The study found that participation in the home health care program lowered patients' risk of hospital readmission following heart surgery.
"Talk to your doctor about ways to heal following a surgery."
The authors of this new study, which was led by Michael H. Hall, MD, MBA, of the Department of Cardiovascular and Thoracic Surgery at North Shore University Hospital in Manhasset, New York, looked at results from a transitional care program called "Follow Your Heart" (FYH). The program was used to treat patients after they underwent coronary artery bypass graft (CABG) — a surgery that aims to increase blood flow to the heart in patients with heart disease.
The program included two home visits from a nurse practitioner in the 10 days following surgery, several follow-up phone calls and around the clock telephone access to hospital personnel, including a surgeon.
Dr. Hall and team identified 401 CABG patients at a New York City hospital between May 1, 2010 and August 31, 2011. Of these, 169 participated in the FYH program and 232 received usual care after CABG. The usual care involved a phone call from a nurse practitioner within 24 hours after leaving the hospital and the patient returning for visits at the surgical clinic two and six weeks after leaving.

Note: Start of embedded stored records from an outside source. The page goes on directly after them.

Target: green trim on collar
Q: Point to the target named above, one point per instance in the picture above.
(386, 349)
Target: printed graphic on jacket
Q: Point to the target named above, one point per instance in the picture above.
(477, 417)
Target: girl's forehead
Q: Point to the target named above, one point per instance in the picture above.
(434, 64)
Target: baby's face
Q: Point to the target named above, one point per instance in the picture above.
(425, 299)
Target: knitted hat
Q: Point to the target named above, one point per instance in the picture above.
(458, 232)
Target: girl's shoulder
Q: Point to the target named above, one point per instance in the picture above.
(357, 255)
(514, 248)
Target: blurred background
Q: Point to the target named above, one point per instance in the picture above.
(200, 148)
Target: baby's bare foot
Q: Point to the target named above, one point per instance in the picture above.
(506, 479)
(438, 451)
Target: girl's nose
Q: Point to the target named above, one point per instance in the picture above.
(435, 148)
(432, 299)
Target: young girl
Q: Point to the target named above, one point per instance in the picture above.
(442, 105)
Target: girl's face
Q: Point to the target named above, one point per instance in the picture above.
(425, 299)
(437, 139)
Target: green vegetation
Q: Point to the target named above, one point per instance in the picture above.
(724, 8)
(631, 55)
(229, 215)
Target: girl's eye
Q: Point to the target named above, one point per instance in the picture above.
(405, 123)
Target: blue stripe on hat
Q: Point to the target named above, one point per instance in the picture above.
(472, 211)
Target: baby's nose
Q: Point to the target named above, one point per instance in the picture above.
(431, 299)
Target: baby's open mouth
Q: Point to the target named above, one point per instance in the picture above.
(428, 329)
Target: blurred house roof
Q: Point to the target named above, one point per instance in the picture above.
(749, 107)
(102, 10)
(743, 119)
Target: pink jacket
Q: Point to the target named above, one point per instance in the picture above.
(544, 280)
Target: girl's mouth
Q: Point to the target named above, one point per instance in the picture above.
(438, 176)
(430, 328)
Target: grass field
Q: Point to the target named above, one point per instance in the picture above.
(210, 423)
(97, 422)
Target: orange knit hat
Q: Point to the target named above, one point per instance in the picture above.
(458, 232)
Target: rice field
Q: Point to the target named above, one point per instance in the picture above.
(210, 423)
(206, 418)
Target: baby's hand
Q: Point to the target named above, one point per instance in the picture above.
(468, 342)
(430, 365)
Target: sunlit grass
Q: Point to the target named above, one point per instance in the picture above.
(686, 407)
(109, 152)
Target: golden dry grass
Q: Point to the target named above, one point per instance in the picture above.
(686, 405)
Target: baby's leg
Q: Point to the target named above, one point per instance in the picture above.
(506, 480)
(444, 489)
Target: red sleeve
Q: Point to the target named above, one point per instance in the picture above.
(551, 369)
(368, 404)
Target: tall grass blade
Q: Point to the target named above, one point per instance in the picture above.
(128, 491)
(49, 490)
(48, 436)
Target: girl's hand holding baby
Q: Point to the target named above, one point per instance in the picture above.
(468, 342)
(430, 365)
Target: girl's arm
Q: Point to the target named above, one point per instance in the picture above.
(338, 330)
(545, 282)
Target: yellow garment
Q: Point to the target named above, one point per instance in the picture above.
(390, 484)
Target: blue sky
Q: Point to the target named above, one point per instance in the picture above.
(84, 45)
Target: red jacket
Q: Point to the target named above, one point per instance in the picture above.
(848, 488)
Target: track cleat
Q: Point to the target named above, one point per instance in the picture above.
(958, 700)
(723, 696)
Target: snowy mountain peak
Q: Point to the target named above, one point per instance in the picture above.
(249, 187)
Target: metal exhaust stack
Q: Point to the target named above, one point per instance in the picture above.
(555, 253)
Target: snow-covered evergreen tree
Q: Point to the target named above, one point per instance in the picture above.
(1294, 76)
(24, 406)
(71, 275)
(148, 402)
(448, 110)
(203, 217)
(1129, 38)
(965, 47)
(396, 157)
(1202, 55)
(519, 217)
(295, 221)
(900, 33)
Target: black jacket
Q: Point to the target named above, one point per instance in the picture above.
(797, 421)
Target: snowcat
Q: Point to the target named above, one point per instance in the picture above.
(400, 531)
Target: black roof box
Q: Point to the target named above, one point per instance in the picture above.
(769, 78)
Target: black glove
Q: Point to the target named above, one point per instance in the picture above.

The researchers looked for instances of hospital readmission and death within the 30 days following heart surgery.
Of the FYH group, 3.85 percent of patients were either readmitted to the hospital or died in the 30 days following surgery, as compared with 11.54 percent of patients in the traditional care group. One usual care patient died and zero FYH patients died during the 30 days following surgery.
Dr. Hall and team noted that patients receiving usual care were 2.99 times more likely to be readmitted within 30 days than their peers in the FYH group.
It is important to note that the groups had some differences, including the fact that the FYH patients were slightly older, the usual care group had more Medicaid recipients, and the FYH group had more Caucasians. Further research is needed to confirm these findings among a wider group of participants.
This study was published in the May issue of The Annals of Thoracic Surgery. No conflicts of interest were reported.